Esas palabras, que una vez habrían sido mi salvación, ahora sonaban huecas. Me liberé de su agarre.
—Tú y yo no podemos ser nada —dije, con una calma que me sorprendió—. Ya no te odio, Adán. Ese es el problema. No siento nada. Y no me vendas excusas baratas sobre tu matrimonio. Estamos terminados.
El silencio que siguió fue denso, incómodo. Me levanté, señalando la puerta.
—Debes irte. Estoy cansada.
En sus ojos vi algo más que despecho: desesperación. Y entonces, una idea perversa surgió en mí. ¿Por qué no? ¿Por qué no jugar con su fuego como él jugó con el mío?
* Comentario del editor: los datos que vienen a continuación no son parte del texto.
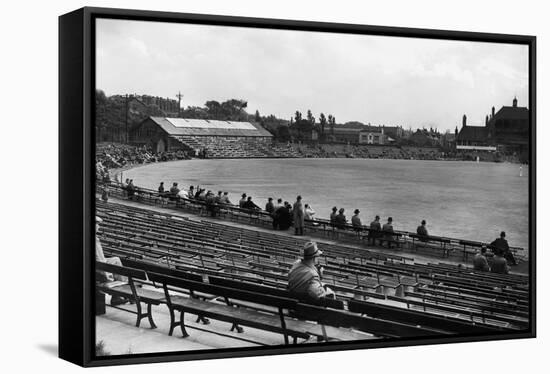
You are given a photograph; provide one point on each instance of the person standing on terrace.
(298, 215)
(242, 201)
(388, 230)
(480, 261)
(422, 231)
(356, 220)
(304, 278)
(374, 230)
(340, 220)
(174, 190)
(270, 207)
(333, 216)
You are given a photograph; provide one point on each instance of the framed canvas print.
(236, 186)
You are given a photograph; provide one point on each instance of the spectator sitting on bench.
(249, 204)
(356, 221)
(341, 219)
(480, 261)
(502, 244)
(309, 213)
(499, 264)
(374, 230)
(388, 229)
(131, 189)
(242, 201)
(225, 199)
(304, 278)
(100, 256)
(422, 231)
(191, 192)
(211, 205)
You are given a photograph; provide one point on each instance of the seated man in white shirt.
(304, 278)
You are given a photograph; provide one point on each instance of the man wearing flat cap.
(304, 278)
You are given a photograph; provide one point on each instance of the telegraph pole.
(126, 117)
(179, 96)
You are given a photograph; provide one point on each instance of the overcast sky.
(381, 80)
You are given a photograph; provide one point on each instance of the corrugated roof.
(198, 127)
(473, 134)
(510, 112)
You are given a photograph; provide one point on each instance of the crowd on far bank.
(286, 215)
(116, 155)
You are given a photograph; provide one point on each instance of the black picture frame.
(76, 180)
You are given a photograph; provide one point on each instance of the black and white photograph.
(268, 187)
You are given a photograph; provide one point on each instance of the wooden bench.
(228, 313)
(441, 243)
(129, 290)
(377, 327)
(397, 314)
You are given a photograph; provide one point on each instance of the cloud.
(374, 79)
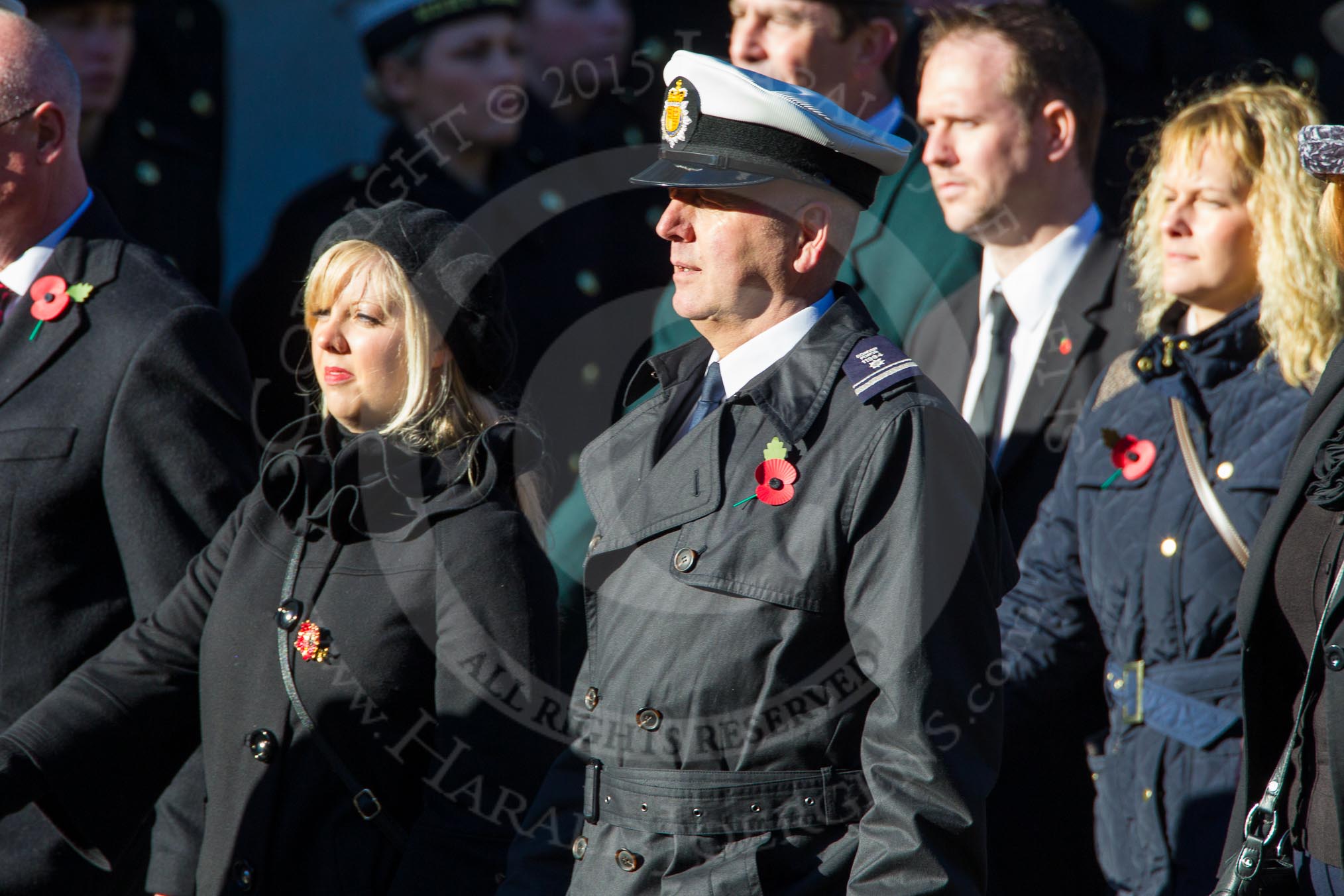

—Espera —lo tomé de la mano y lo atraje hacia mí—. Tal vez... en otra ocasión.
Lo besé. Sus labios eran familiares, pero vacíos. No había chispa, solo el frío recuerdo de lo que una vez fue. Me separé rápidamente, pero él sonrió, esperanzado.
—Te llamaré —mentí—. Será en otra ocasión.
Asintió, creyendo en la promesa que nunca cumpliría. Al cerrar la puerta, supe que el precio de su traición finalmente se cobraría... y que yo sería la ejecutora.